Sua voz aumentou no grito sobre Tanuki que ficamos calados olhando espantados para ele onde testemunhamos seus olhos abertos de ira, vendo melhor seus olhos castanhos. Depois desse susto, ele relaxou os ombros e fechou os olhos num longo suspiro.
– Perdão. Há pouco tempo que não sinto sua presença na vila nem de seu irmão Susanoo-sama. Nossa vila tem sido uma amargura: aldeões assustados, poucas festividades, templos raramente cheios...
Tanuki e eu trocamos olhares sem dizer um “a”. Essa história está estranha. Tanuki me disse nada sobre a deusa e agora Kegawa diz sentir ausência dela. Nem sabia que ela passeava pela vila ou se fazia presente pela energia.

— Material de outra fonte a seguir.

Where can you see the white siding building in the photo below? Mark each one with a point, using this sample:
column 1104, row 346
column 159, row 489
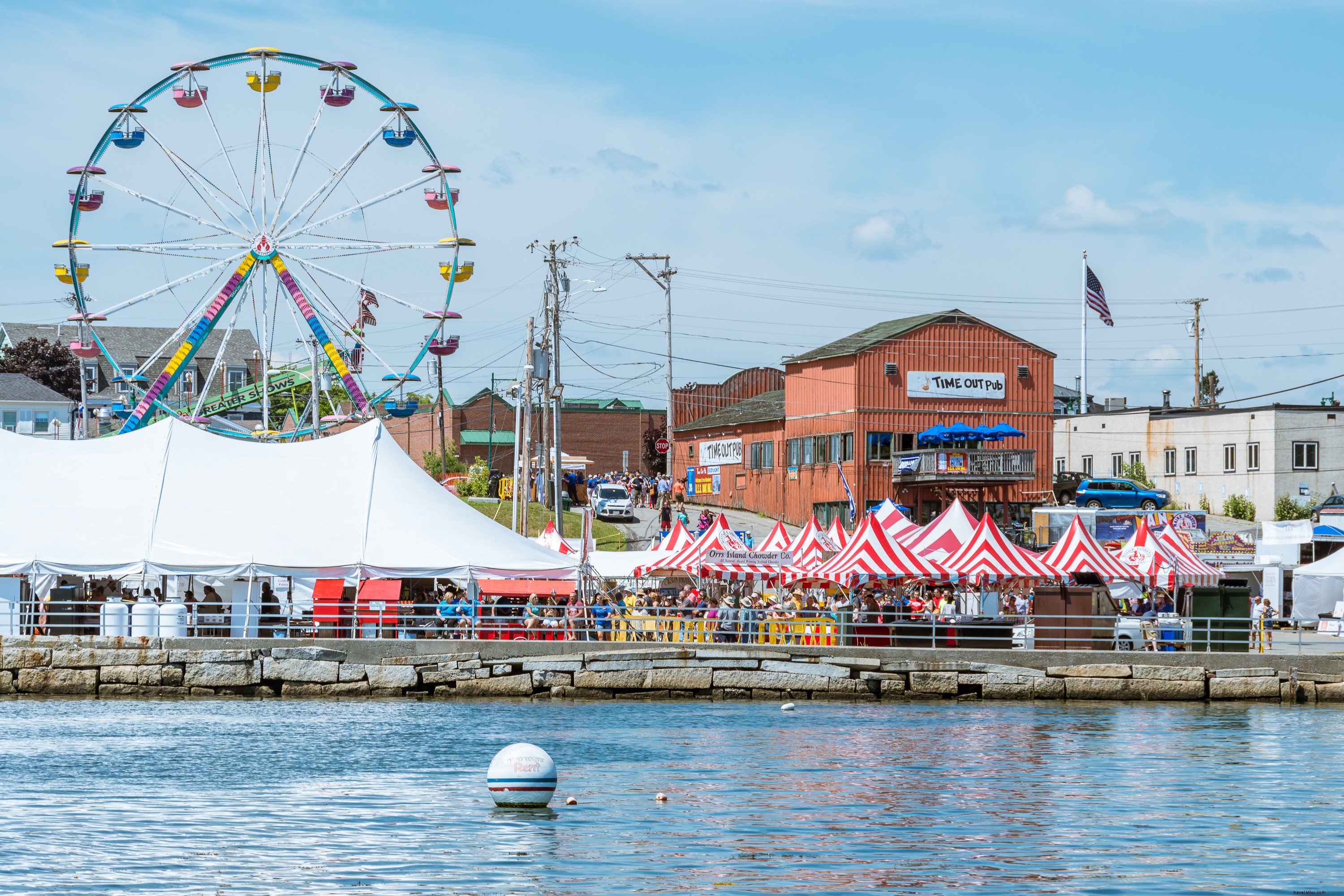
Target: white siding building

– O que está acontecendo, Kegawa-sama? – Tanuki perguntou. – Por que tanta amargura?
– Ninguém sabe, mas temo que um espírito forte esteja sobrepondo.
O clima ficou frio e sombrio com um assunto desse. Acho que nenhuma pergunta sobre a vila pode ser respondida de imediato, mas é curioso saber por que todos estão quietos ao relatar da ausência da sua deusa. Tudo está estranho não só para o meu lado, parece.
Depois da tarde conversa no dojô do Kegawa e do delicioso chá azedado pelo assunto dos Yokais e da ausência da Amaterasu, nome da deusa deles, eu preferi voltar ao apartamento e descansar. A vila melhor eu conhecer só no final de semana e com a mente em paz, o que é um teste.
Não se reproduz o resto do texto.